Several videos published on social media by Cubans on the island have documented how police, military officials, and pro-government mobs beat the demonstrators. Some videos show officers shooting at protesters.

But on state TV, the official version has been the opposite.

Moraima Bravet Garófalo, a coloned in the Interior Ministry, said the demonstrations were violent and “were carried out with the use of stones and knives, such as machetes, to attack law enforcement.” State television has shown images only of overturned police cars or people looting a government dollar store that sells much-needed food and necessities.

The colonel also said that minors were not going to be prosecuted.
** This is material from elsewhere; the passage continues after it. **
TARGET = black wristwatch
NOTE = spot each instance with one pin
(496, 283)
Although Cuba’s age of majority is 18, the country’s laws allow for charging those 16 and older. Those between 17 and 20, like Celaya, serve their sentences in separate prison facilities or different jail wings.

Government officials also denied Tuesday that there were people “missing” or “tortured” on the island, and said the list of detainees compiled by activists and international human rights organizations was false.

The denial came after a statement by a university student, Leonardo Romero, made the rounds on social media.

Romero told a pro-government youth publication, La Joven Cuba, that police officers beat him after his arrest on Sunday in Havana.

“They took me to the Dragones station and when we entered, they threw me violently on the floor and four people kicked me all over,” he said. “I covered my face with my forearms and they kept kicking me. That’s why I have a swollen forearm, a doctor saw it. My ribs also hurt.”

Romero said he was then taken to a courtyard, where another officer hit him on his legs with a wooden plank. Then, before he was transferred to another police station, a different officer headbutted him on the nose, saying he did it because Romero was a “mercenary.”

“I almost fainted, and they kept beating me before transferring me to the Zanja station,” Romero said.

The fact that his comments were published on a website that used to attack dissidents signals how widespread is the discontent toward the government’s crackdown on young protesters.

The Herald could not independently verify Romero’s testimony. After his case was mentioned on state television Tuesday, he told friends he was not doing any more media interviews for the time being. Without mentioning his name, a government prosecutor said that his case was being investigated after his father made a formal complaint with Cuba’s attorney general’s office.

Lobón said the list of detainees she is helping to compile and fact-check is based on information provided by family members and friends, and challenged the government to release the official number of arrests following the islandwide protests.

“The Cuban legal system is a black hole, and when you fall through it, you’re helpless,” she said. “Most people arrested did not commit any crimes, but they want to make a public example of them. The summary trials have just started, but there are many more to come.”